SYNAPT G2-Si High Definition MS (HDMS) System

Travelling Wave Ion Mobility Mass Spectrometer: SYNAPT G2-Si High Definition MS (HDMS) System

Instrument Specification:

Waters Synapt G2-Si high definition mass spectrometry uses high efficiency traveling wave (T-wave) ion mobility with high performance tandem MS to significantly enhance the peak capacity, specificity, and sensitivity of the analysis. When mass resolution and chromatography are not enough, high-efficiency T-wave ion mobility gives an additional dimension of separation, based on molecular size and shape.

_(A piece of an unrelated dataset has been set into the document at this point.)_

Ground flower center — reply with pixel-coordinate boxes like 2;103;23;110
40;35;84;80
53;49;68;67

The architecture of Synapt’s ion source interfaces with a huge range of techniques, from separation with UPLC, to ionization with ESI, APCI, ESCI. For direct analysis methods, T-Wave IMS provides the highest separation and selectivity, post-ionization. This is particularly advantageous when combined with the high performance MALDI option, which can be rapidly switched with atmospheric pressure ion sources. The resolving quadrupole is available in 8KDa or 32KDa mass range options for MS/MS of small to macromolecular species.

The dual collision cell arrangement of TriWave enhances MS/MS possibilities, by providing Collision Induced Dissociation (CID) and/or Electron Transfer Dissociation (ETD) fragmentation with high resolution and accurate mass measurements. It is coupled with time of flight (TOF) technique. It operates in TOF mode and HDMS mode. The TOF mass range is 50 to 100,000 m/z in Resolution mode, and 50 to 32,000 m/z in High Resolution mode.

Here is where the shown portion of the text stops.